The Liskov substitution principle is one of the mechanisms coders use to manage complexity in object oriented design. The general idea is this: suppose I build an object that describes rectangles. This object can hold the width and the height of the rectangle, and it can return the area of the rectangle. Now, assume I build another object called “square” that overloads the rectangle object, but it forces the width and height to be the same (a square is type of rectangle that has all equal sides, after all). This all seems perfectly normal, right?

Now let’s say I do this:

  • declare a new square object
  • set the width to 10
  • set the height to 5
  • read the area

What’s the answer going to be? Most likely 25 — because the order of operations set the height after the width, and internally the object sets the width and height to be equal, so the last value input into either field wins.

What’s the problem? Isn’t this what I should expect? The confusion is this — the square class is based on the rectangle class, so which behavior wins? But the result is pushing a button over here, and ending up with an unexpected result over there. Taking this one step further, what if you modified the rectangle class to include depth, and then added a function that returns volume? A user might expect the square class to represent a perfectly formed cube (all sides equal), based on the it’s behavior in the past — but that’s not what is going to happen. The solution, from a coding perspective, is to build a new class that underlies both the square and the rectangle — to find a more fundamental construct, and use that as a foundation.

In general, you want to find a foundation which will not change no matter what you build on it — in other words, you want to find a foundation that, when substituted for another foundation in the future, will not modify the objects sitting on top of the foundation.

Hopefully, you’ve tracked me this far. I know this is a bit abstract, but it comes back to network design in an important way. The simplest place to see this is in the data center, where you have an underlay and an overlay. To apply Liskov’s substitution principle here, you could say, “I want to build a physical underlay that will allow me to change it in the future without impacting the overlay.” Or, “I want to be able to change the overlay without impacting how the applications run on the fabric.” Now — take this concept and apply it to the entire network, wide area to data center fabric.

You should always strive to build a physical infrastructure that can be replaced without impacting the control plane. You should also strive to build a control plane that can be replaced without impacting the operation of the applications running on the network. Just like you should be able to replace the physical layer under IP, and not impact the operation of TCP on top in any meaningful way.

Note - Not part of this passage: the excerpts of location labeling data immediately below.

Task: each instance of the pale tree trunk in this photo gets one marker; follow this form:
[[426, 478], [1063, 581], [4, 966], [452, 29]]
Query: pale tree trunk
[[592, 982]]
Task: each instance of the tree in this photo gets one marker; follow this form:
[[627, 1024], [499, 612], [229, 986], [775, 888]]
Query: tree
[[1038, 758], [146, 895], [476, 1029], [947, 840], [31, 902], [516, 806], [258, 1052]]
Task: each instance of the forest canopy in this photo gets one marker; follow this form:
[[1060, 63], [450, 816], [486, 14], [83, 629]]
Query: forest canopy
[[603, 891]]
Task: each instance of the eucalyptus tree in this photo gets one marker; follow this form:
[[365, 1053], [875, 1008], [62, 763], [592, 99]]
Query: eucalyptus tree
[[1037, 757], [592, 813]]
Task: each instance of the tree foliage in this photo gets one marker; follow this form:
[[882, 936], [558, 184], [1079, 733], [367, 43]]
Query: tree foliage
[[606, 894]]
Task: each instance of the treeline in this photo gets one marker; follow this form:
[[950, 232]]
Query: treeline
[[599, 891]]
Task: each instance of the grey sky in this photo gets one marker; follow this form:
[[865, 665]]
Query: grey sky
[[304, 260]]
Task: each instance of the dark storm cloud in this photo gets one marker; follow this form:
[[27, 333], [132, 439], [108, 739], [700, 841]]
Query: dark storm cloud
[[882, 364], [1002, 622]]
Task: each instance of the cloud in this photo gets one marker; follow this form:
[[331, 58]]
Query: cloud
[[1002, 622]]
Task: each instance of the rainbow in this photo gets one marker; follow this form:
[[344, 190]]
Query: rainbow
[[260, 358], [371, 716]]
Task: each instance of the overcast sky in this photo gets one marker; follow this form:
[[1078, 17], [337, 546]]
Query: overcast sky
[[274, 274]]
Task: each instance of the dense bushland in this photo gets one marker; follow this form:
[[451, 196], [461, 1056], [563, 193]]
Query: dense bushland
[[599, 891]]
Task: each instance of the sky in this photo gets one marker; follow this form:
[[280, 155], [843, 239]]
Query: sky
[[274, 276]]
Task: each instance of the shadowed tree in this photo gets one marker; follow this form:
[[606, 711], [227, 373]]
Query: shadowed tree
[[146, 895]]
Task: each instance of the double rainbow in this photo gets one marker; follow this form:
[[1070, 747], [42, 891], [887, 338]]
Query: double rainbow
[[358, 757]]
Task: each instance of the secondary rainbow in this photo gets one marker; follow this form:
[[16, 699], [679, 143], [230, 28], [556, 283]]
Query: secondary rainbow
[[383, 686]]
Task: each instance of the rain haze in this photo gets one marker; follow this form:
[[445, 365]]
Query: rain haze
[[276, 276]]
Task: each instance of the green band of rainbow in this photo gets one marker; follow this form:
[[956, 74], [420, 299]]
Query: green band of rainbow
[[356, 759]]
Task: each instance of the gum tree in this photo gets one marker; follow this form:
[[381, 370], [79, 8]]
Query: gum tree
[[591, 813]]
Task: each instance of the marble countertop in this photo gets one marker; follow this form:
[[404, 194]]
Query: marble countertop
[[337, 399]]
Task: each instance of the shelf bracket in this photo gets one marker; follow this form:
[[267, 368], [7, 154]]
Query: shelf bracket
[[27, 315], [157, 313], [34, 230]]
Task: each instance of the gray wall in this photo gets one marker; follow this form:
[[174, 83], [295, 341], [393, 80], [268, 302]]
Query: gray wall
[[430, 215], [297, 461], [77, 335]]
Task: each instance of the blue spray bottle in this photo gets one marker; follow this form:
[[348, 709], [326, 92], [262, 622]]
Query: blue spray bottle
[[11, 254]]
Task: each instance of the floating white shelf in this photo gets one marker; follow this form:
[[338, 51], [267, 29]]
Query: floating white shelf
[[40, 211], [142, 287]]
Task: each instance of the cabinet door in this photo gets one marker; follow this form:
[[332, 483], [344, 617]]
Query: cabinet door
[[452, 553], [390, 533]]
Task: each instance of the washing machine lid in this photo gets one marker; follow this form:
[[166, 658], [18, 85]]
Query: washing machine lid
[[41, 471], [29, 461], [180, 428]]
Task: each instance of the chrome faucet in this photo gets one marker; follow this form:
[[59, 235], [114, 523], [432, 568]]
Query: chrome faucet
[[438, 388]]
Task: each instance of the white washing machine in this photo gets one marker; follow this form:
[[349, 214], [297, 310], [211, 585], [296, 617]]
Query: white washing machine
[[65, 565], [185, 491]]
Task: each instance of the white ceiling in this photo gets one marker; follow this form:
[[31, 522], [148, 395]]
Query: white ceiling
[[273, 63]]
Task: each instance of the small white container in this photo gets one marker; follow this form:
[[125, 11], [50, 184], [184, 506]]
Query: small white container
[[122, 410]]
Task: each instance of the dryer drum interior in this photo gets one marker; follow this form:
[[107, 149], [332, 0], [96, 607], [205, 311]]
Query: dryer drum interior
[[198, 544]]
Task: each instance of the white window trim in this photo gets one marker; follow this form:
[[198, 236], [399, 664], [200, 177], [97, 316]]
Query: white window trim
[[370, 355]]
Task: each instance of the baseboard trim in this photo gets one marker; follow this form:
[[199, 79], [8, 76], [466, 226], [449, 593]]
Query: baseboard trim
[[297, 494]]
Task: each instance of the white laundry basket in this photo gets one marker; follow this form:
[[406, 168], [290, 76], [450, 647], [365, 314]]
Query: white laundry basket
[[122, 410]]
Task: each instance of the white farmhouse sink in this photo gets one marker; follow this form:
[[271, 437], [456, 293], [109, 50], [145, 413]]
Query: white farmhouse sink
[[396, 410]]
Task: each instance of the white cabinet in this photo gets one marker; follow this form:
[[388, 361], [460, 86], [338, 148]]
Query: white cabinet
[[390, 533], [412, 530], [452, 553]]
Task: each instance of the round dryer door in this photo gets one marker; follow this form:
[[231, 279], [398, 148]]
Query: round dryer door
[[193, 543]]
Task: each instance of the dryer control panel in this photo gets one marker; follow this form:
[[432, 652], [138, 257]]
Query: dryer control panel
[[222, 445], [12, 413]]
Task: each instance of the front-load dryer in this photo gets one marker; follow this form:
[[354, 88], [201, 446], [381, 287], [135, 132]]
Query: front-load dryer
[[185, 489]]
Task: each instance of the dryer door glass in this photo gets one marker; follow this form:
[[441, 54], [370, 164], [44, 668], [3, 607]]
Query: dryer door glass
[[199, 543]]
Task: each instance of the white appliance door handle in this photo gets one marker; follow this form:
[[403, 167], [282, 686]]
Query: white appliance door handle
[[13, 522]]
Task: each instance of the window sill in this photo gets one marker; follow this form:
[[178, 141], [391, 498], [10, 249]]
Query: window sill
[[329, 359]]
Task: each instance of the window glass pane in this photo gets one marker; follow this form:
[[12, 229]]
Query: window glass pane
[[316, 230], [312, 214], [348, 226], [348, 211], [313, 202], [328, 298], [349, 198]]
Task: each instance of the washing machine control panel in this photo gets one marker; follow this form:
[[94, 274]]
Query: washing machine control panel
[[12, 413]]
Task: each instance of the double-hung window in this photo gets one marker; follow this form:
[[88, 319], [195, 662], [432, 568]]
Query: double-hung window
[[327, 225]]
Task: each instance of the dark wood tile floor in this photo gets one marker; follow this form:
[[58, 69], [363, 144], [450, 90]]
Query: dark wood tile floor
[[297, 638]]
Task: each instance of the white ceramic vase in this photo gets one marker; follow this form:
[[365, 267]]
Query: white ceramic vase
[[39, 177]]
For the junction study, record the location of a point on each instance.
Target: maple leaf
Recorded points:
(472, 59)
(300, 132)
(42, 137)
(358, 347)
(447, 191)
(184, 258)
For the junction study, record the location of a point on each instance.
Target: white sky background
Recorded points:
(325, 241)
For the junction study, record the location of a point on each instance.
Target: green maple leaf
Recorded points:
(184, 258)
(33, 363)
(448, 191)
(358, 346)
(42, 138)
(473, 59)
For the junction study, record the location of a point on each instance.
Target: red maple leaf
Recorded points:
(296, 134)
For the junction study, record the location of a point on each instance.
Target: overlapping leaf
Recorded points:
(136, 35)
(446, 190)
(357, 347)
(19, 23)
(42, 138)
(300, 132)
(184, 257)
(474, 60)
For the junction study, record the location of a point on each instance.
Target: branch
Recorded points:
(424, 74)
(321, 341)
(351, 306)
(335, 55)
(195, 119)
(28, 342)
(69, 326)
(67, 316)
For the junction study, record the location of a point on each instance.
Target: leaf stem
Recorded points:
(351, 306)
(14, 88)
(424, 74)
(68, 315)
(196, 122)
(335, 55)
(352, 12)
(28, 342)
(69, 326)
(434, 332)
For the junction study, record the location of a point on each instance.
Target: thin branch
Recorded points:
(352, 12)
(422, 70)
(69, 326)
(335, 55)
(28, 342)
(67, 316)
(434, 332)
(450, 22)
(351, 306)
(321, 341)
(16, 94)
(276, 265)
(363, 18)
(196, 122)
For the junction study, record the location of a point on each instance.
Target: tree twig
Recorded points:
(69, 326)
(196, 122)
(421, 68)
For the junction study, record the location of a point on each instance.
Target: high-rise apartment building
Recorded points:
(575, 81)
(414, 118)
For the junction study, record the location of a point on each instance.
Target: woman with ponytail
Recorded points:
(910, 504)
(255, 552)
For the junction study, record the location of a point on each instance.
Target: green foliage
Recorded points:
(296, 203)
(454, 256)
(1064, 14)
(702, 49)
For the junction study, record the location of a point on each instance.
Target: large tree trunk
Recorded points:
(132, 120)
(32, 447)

Now — the real world is always messier than the virtual worlds we build in our minds. Abstractions are always going to leak, and the interaction surface between any pair of underlying and overlying layers is always going to be deeper and broader than you think when you first look at the problem. None of this negates the end goals, however. Keep the interaction surfaces in a design shallow and narrow, and thinking through “what happens if I replace this piece with a new one later on?”

Hierarchical and modular design, by the way, already operate on these sorts of principles (in theory). They’re just rules of thumb, or design patterns, laid on top of the more foundational concepts. The closer we get to the foundational principles in play, the more we can take this sort of thinking and apply it along every interaction surface in a design, and the more we can move from black art to science in designing networks that work.